1. Informar número de documentos

Mencionar número do RG, CPF ou outros documentos oficiais é uma "perda de tempo", diz Renata Schmidt, diretora da Foco Talentos, empresa do Grupo Foco especializada no recrutamento e seleção de estagiários e trainees. "No primeiro momento o recrutador quer mesmo é bater o olho no resumo de suas qualificações."

 2. Colocar foto

Só envie a foto se a empresa pedir. Segundo Daniela Ribeiro, gerente da divisão de engenharia da Robert Half, empresa de recrutamento especializado, colocar a imagem no currículo sem ser solicitado pode soar negativo. "Alguns profissionais não têm muita noção e colocam uma foto que poderia ser postada no Facebook", afirma ela. "A ausência da foto não muda em nada na avaliação do recrutador", ressalta.

3. Preferir o cargo à área

No objetivo profissional entre citar o cargo e a área de atuação fique com a segunda alternativa. "Ao informar o cargo o candidato pode ser eliminado já que as nomenclaturas variam muito de empresa para empresa", afirma Daniela Ribeiro. Exemplo: Vendas (varejo) e não Supervisor de Vendas.

4. Informar redes sociais

Ainda conforme Daniela, o profissional só deve informar o endereço de rede social se julgar a ferramenta adequada. "Recomendo o Linkedin, rede de relacionamento profissional em que é possível visualizar o resumo do currículo." Na opinião da consultora, o candidato não deve mencionar as mídias sociais em que expõe mais a vida pessoal.

 5. Cursos fora da área ou defasados

O profissional sabe que o recrutador valoriza a formação constante e vai "incrementando" o currículo com cursos realizados durante toda a trajetória sem nenhum critério. Se você faz isso, reveja agora o seu documento. "Um curso de culinária ou de vinhos só será interessante se o profissional trabalha na área gastronômica ou de nutrição", aponta Renata Schmidt, da Foco Talentos.

6. Desequilíbrio entre formação e experiência

Não dê mais importância à formação acadêmica em detrimento da experiência e vice-versa.
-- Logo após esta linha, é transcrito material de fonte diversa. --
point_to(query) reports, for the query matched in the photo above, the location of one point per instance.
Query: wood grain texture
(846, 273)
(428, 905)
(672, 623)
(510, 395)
Segundo Daniela Ribeiro, da Robert Half, o currículo deve retratar com coerência a trajetória profissional. "Se você tem poucos anos de experiência não faz sentido ter um currículo com muitas páginas. Por outro lado, não corte informações importantes que possam te vender", destaca a especialista.

7. Citar características comportamentais

Iniciativa, espírito de equipe e liderança, facilidade na comunicação, entre tantas outras habilidades são bastante valorizadas pelas companhias, mas não é para estampar no currículo. "Informe resultados obtidos em sua carreira", sinaliza Renata.

Daniela destaca que os números são muito bem-vindos. "Se você não pode quantificar os resultados, cite alguma atividade em que fez a diferença." A especialista lembra que competências comportamentais são checadas na entrevista.

8. Apelar para o social

Houve uma fase em que o profissional socialmente responsável tinha pontos com o recrutador. A onda, contudo, passou. A verdade é que nem todas as empresas estão interessadas em causas maiores, nem quer saber se você participa delas. "Às vezes a organização até valoriza esse tipo de ação, mas não está procurando profissionais com esse perfil", diz Renata.

Para a diretora da Foco Talentos, a informação também pode ser mencionada durante a entrevista de emprego.

 9. "Matar" a língua

Salvo alguns cargos ter pleno domínio da língua portuguesa não é exigência das empresas. Isso não quer dizer que você pode escrever o currículo como se estivesse teclando com um amigo no Messenger. Dependendo da falha você pode ser desclassificado. Conte com o corretor ortográfico e dicionário. Em caso de dúvidas, peça para alguém revisar seu currículo.